Goodman responds by explaining that any potential normalization with Saudi Arabia would not only affect international relations but also cause internal political realignments within Israel. He suggests that Netanyahu's leadership is pivotal in navigating these complex dynamics, stating, “[...] only Bibi could lead to normalization because only he could split the right and reorganize Israeli architecture” ([22:59]).
Normalization with Arab states, especially Saudi Arabia, is portrayed as a strategic victory that could reshape Middle Eastern geopolitics by isolating Iran. Goodman argues, “Normalization is the return of legitimacy” ([24:47]). However, he warns that this process could divide the Israeli right into pragmatic and ideological factions, potentially leading to a significant political realignment.
He elaborates on the internal split within the Israeli right: the ideological right focuses on biblical and messianic narratives, opposing any concessions to Palestinians, while the pragmatic right is more open to strategic normalization if it serves broader security interests.
Goodman envisions that Netanyahu’s leadership could potentially bridge these divides by fostering new coalitions that support normalization, thereby creating a unified front necessary for regional stability.
Addressing the future, Goodman outlines a vision where normalization serves as a strategic flip against Iran, mirroring Iran’s original strategy to encircle and weaken Israel. He states, “Normalization will do to Iran what Iran did to us” ([24:47]). This strategic reorientation aims to dismantle the network of proxies surrounding Israel and establish a new geopolitical order favorable to Israeli security.
Goodman acknowledges the immense challenges Israel faces: balancing military objectives with international legitimacy, managing internal political divisions, and addressing the humanitarian crisis in Gaza. He underscores the complexity of achieving a “victory” that encompasses both immediate security needs and long-term regional stability.
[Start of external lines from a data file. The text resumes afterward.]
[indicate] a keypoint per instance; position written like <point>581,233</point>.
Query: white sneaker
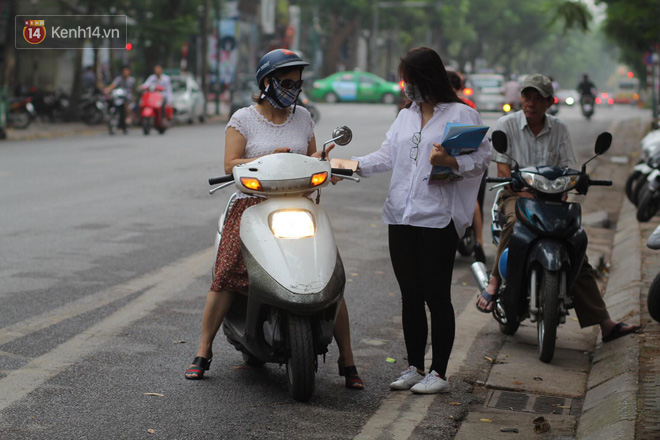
<point>407,379</point>
<point>432,384</point>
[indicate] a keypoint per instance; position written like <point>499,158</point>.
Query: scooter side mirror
<point>342,135</point>
<point>500,142</point>
<point>603,143</point>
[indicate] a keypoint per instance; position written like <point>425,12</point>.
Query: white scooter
<point>296,274</point>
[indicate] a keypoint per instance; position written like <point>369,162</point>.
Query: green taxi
<point>355,86</point>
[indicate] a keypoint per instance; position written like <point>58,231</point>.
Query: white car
<point>189,102</point>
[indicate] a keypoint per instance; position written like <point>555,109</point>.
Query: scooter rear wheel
<point>653,299</point>
<point>549,314</point>
<point>252,361</point>
<point>146,125</point>
<point>301,366</point>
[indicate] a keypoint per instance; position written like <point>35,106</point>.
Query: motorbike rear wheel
<point>630,184</point>
<point>653,299</point>
<point>19,120</point>
<point>648,205</point>
<point>549,314</point>
<point>638,188</point>
<point>301,365</point>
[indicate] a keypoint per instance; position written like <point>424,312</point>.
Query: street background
<point>106,261</point>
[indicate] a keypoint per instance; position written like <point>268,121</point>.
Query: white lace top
<point>263,136</point>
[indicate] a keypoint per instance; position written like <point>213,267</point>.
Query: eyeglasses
<point>417,137</point>
<point>289,84</point>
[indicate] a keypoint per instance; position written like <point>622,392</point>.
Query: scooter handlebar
<point>223,179</point>
<point>498,179</point>
<point>342,171</point>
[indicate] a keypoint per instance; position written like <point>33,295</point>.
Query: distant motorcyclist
<point>586,87</point>
<point>158,78</point>
<point>127,83</point>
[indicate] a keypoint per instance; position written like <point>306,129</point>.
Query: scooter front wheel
<point>301,366</point>
<point>549,311</point>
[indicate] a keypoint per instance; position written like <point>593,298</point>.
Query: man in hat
<point>534,139</point>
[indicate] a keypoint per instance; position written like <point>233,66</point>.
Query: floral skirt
<point>230,270</point>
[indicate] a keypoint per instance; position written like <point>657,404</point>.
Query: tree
<point>632,24</point>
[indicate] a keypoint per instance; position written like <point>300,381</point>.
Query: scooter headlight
<point>543,184</point>
<point>292,224</point>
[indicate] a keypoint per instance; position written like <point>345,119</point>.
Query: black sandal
<point>198,367</point>
<point>617,331</point>
<point>353,379</point>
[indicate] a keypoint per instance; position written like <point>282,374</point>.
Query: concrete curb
<point>610,405</point>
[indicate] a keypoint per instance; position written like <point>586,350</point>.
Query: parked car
<point>189,101</point>
<point>605,99</point>
<point>355,86</point>
<point>489,91</point>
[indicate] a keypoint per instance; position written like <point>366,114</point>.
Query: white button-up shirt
<point>551,147</point>
<point>411,200</point>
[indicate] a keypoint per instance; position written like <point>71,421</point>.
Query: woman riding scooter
<point>251,133</point>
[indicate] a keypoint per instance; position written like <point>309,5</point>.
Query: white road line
<point>171,281</point>
<point>401,412</point>
<point>91,302</point>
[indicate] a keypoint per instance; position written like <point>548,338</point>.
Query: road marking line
<point>19,383</point>
<point>401,412</point>
<point>93,302</point>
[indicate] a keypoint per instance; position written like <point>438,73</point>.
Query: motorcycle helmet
<point>277,59</point>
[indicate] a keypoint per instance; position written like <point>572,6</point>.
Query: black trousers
<point>423,262</point>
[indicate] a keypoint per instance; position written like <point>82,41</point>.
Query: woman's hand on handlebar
<point>328,149</point>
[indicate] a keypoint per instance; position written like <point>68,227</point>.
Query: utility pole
<point>217,57</point>
<point>204,49</point>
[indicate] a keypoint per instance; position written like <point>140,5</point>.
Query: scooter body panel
<point>302,266</point>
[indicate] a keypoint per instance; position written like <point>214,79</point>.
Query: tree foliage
<point>633,25</point>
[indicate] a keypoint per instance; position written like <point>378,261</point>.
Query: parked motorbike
<point>92,108</point>
<point>21,112</point>
<point>50,107</point>
<point>587,104</point>
<point>151,110</point>
<point>117,110</point>
<point>296,274</point>
<point>653,298</point>
<point>546,249</point>
<point>649,193</point>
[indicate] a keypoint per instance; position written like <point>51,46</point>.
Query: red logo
<point>34,31</point>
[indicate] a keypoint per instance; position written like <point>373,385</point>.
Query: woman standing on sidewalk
<point>425,220</point>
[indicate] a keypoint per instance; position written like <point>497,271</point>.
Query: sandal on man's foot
<point>353,380</point>
<point>491,300</point>
<point>197,368</point>
<point>617,331</point>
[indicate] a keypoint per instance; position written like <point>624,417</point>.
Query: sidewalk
<point>590,390</point>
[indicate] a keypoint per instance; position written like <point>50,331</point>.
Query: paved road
<point>104,265</point>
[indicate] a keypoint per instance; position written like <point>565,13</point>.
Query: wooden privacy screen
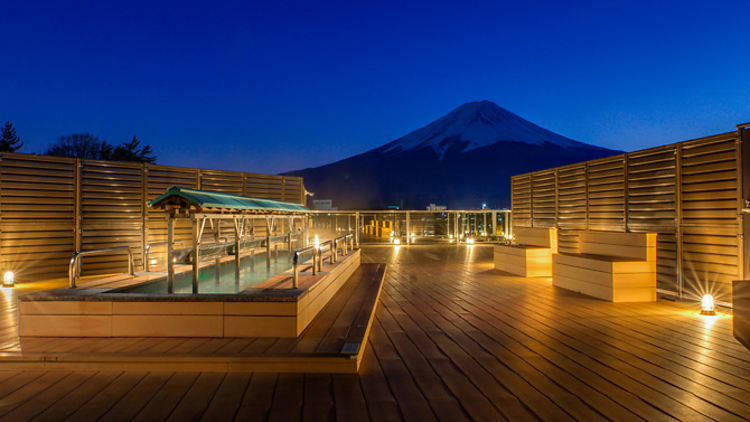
<point>689,193</point>
<point>52,207</point>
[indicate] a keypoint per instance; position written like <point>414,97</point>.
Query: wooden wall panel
<point>51,207</point>
<point>571,205</point>
<point>521,200</point>
<point>37,214</point>
<point>689,193</point>
<point>543,198</point>
<point>606,194</point>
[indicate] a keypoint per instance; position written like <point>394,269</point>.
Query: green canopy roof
<point>223,201</point>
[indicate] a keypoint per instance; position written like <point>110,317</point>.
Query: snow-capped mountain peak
<point>476,125</point>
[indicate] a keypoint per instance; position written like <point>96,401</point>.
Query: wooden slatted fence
<point>51,207</point>
<point>689,193</point>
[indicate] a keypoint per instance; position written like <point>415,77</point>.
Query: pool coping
<point>280,311</point>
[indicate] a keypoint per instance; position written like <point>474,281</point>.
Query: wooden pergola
<point>202,206</point>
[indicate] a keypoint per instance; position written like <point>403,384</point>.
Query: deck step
<point>334,342</point>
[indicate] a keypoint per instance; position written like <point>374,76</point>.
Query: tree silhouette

He concludes with a philosophical reflection inspired by Talmudic thought: “The future defines the past” ([29:08]). Goodman suggests that the true measure of victory will be determined by the outcomes post-conflict, particularly through normalization and the eventual dismantling of Hamas.
The issue of hostages remains a contentious point. Goodman conveys the moral imperative to recover hostages but recognizes the limited incentives for Hamas to comply fully. He states, “Hamas probably won't give us all the hostages back” ([31:25]), highlighting the precarious balance Israel must maintain in seeking to end the war without appearing to capitulate to Hamas.
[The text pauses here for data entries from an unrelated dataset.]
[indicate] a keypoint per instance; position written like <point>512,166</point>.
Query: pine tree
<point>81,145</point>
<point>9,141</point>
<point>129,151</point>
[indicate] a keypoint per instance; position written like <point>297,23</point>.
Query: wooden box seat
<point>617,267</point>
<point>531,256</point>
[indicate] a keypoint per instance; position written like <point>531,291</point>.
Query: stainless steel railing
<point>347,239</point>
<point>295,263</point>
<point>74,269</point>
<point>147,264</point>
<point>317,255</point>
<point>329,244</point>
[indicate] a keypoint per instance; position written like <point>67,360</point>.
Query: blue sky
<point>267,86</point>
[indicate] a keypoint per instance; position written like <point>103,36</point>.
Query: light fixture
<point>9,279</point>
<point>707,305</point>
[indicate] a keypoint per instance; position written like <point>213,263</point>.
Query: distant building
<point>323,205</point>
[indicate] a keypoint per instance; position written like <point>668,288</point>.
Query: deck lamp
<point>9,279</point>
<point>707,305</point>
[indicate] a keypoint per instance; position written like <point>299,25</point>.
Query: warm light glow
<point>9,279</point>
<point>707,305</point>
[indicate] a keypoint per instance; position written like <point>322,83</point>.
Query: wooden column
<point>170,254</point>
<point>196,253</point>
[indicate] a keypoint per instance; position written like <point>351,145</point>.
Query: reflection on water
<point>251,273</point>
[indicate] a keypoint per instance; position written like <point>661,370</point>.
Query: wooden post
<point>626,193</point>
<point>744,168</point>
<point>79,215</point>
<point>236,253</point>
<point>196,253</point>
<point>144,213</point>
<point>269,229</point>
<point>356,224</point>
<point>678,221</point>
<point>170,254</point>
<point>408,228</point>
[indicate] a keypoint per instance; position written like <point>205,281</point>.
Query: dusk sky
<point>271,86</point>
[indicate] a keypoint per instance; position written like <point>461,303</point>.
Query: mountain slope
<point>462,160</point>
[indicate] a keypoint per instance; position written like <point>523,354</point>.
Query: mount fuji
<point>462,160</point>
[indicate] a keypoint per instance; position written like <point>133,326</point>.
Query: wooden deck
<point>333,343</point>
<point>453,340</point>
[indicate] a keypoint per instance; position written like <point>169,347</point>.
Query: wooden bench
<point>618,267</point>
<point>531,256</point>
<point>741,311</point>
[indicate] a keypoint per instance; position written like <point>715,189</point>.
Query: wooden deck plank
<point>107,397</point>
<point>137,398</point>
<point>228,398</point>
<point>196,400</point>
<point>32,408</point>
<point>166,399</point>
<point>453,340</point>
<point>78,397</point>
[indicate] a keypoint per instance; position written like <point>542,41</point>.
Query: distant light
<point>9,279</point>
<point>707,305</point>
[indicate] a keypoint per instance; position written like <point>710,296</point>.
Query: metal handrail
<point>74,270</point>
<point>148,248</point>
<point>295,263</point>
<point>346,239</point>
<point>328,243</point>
In wrapping up, Goodman encapsulates the Israeli predicament as a tragic situation with no good options—only choosing the lesser of two evils. He emphasizes the necessity of integrating short-term losses into a broader narrative of long-term victory over larger threats like Iran, asserting, “We have bad options. But our best way is to locate the loss inside a larger narrative of victory” ([37:05]).
Dan Senor closes the conversation by acknowledging the depth of the issues discussed and the ongoing complexities faced by Israel.
This episode of Call Me Back offers a nuanced exploration of Israel's strategic challenges amid ongoing conflicts and the pursuit of regional normalization. Through insightful dialogue, Micah Goodman and Dan Senor dissect the interplay between military objectives, political realignments, and international legitimacy, providing listeners with a comprehensive understanding of the intricate dynamics shaping Israel's present and future.